What further slightly confuses me is - the increase in Cmax for sertraline vs escitalpram is, 38% vs 88% but, again - the graphs seem to show only the most slight disparity within the actual graphs themselves.

The paper itself however does note that - differences of inhibition between sertraline and Lexapro, aren't "statistically significant".

A 50% difference in Cmax - I would have assumed would certainly yield a significant enough difference in therapeutic effect but - then I know less than squat about pharmacokinetics.

 

[JohnBoy2000]

I disliked both and didn't find either much different.
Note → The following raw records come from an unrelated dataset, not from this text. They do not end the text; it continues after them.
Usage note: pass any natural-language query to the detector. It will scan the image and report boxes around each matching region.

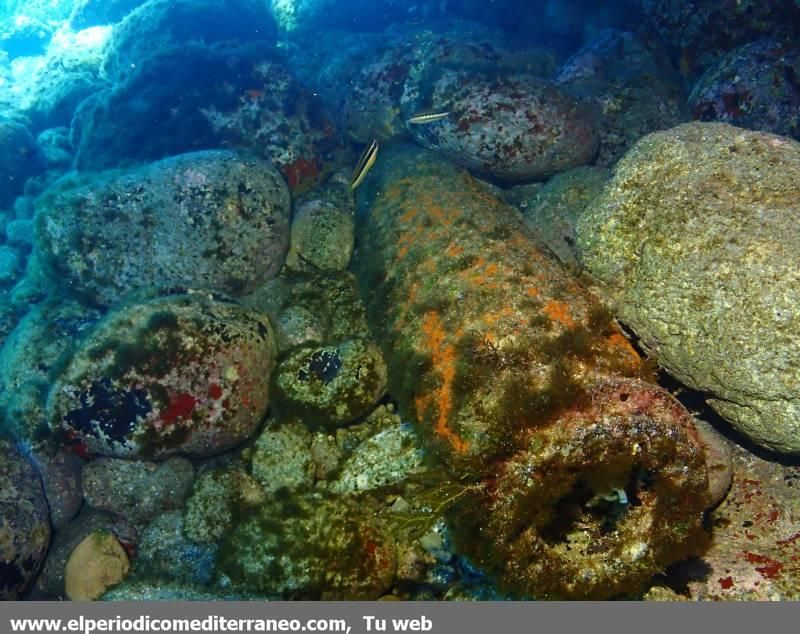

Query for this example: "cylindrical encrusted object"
[357,146,708,598]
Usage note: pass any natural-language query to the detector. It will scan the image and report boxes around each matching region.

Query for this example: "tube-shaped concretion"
[356,146,708,598]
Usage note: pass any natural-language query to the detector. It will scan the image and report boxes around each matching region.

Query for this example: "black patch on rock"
[0,560,25,597]
[297,350,342,383]
[64,378,153,443]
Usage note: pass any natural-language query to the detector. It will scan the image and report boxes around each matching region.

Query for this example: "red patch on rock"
[161,394,197,425]
[744,551,783,579]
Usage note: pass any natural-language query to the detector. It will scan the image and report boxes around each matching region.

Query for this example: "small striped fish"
[406,110,450,125]
[350,140,378,191]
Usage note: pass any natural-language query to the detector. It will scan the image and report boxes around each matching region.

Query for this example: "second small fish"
[406,110,450,125]
[350,141,378,191]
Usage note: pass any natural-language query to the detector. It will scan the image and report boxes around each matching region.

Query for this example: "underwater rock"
[556,29,691,166]
[409,71,598,181]
[11,27,111,132]
[0,244,23,287]
[103,0,277,81]
[689,39,800,139]
[639,0,800,75]
[577,123,800,453]
[250,422,314,494]
[0,439,50,601]
[183,469,266,544]
[332,23,553,143]
[293,271,371,342]
[517,167,609,270]
[275,304,328,354]
[356,146,708,598]
[64,530,130,601]
[136,511,216,586]
[274,339,386,426]
[217,492,397,601]
[694,418,733,506]
[36,151,291,306]
[47,292,275,459]
[101,579,265,602]
[0,299,101,441]
[0,302,19,350]
[83,456,195,526]
[8,251,48,313]
[331,425,423,493]
[32,446,83,531]
[71,41,276,171]
[0,117,44,208]
[286,200,355,273]
[69,0,153,31]
[199,57,355,193]
[311,432,345,480]
[31,507,138,600]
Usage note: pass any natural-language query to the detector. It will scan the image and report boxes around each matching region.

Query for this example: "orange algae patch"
[416,311,467,453]
[542,299,575,328]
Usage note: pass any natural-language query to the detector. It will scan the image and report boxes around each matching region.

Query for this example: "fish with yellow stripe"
[350,139,379,191]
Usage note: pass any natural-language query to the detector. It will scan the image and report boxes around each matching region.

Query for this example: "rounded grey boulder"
[35,151,291,306]
[577,123,800,453]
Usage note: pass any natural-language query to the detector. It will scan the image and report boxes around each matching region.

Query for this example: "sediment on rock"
[356,146,709,599]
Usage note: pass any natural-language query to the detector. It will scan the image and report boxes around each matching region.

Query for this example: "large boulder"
[72,42,352,190]
[689,39,800,139]
[555,29,691,166]
[0,439,50,601]
[410,71,598,181]
[47,291,275,458]
[637,0,800,75]
[0,299,100,441]
[577,123,800,453]
[36,151,290,305]
[10,27,111,131]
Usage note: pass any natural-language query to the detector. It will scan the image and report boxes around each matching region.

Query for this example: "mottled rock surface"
[104,0,276,79]
[689,39,800,139]
[83,456,195,526]
[218,493,397,600]
[274,339,386,426]
[0,439,50,601]
[36,151,290,305]
[64,530,130,601]
[47,293,275,457]
[518,167,609,269]
[0,299,100,440]
[409,71,598,181]
[578,123,800,453]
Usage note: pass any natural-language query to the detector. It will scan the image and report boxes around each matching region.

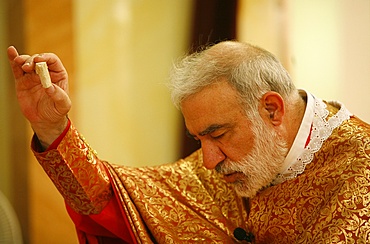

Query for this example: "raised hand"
[8,46,71,147]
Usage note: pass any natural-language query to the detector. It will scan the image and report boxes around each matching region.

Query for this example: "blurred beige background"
[0,0,370,243]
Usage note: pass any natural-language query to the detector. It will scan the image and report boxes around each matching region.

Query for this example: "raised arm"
[8,46,71,149]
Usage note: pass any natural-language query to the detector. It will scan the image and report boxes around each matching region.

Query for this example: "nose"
[202,140,226,169]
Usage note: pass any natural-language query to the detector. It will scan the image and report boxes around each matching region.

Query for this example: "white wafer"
[36,62,51,88]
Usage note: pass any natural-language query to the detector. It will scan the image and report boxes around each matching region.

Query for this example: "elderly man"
[8,41,370,243]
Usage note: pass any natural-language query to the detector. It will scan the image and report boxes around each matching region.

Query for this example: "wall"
[74,0,191,166]
[238,0,370,121]
[5,0,192,244]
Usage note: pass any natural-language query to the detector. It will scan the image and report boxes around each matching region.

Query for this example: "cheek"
[224,134,254,161]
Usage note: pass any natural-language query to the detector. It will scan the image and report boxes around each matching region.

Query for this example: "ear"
[259,92,285,126]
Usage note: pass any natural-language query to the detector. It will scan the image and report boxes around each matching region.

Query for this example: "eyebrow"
[199,124,225,136]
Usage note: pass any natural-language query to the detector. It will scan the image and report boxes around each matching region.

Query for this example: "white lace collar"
[272,90,351,185]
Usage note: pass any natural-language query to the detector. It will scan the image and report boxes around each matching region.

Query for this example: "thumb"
[45,84,72,116]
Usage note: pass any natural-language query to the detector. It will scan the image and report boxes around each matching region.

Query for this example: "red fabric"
[42,120,137,244]
[66,197,137,244]
[45,120,71,151]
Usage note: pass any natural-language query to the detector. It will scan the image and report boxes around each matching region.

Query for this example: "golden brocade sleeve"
[32,124,112,215]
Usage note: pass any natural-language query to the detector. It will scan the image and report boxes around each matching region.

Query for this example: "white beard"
[216,119,288,197]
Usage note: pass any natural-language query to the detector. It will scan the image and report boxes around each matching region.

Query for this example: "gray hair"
[170,41,297,113]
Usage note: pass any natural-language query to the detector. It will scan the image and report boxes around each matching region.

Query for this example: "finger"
[34,53,65,72]
[7,46,23,79]
[19,54,39,73]
[7,46,19,62]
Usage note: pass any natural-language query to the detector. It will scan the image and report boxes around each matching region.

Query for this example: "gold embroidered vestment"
[35,102,370,243]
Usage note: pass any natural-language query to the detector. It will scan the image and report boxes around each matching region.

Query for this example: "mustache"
[215,159,243,175]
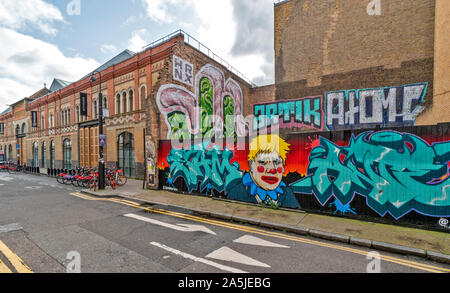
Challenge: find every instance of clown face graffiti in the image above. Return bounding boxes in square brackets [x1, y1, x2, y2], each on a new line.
[249, 151, 284, 191]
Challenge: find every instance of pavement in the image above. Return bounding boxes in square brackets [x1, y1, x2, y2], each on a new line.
[81, 179, 450, 264]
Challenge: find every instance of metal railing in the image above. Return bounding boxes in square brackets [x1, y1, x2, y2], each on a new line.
[143, 29, 257, 87]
I felt lethargic and suffered insomnia and somewhat like a zombie. I've felt like that on most SSRIs though.

When you say most SSRI's - do you include sertraline in that discussion?
As in - lethargic etc?

I'm getting the "zombie" feeling - and am weighing my options.

 

[JohnBoy2000]

The other thing I'd be curious about relative to the graphs - and this would be particularly important relative to dosing times:

Can drugs dosed say, 12 hours apart - exert lower incidence of enzymatic inhibition, than if they were dosed at the same time?

What I found with reboxetine and mianserin/mirtazapine - which interacted in terms of plasma protein binding displacement was that - times made no difference.
Together or 12 hours apart - the interaction was consistent.

Curious as to whether that may be the case for CYP enzymes also??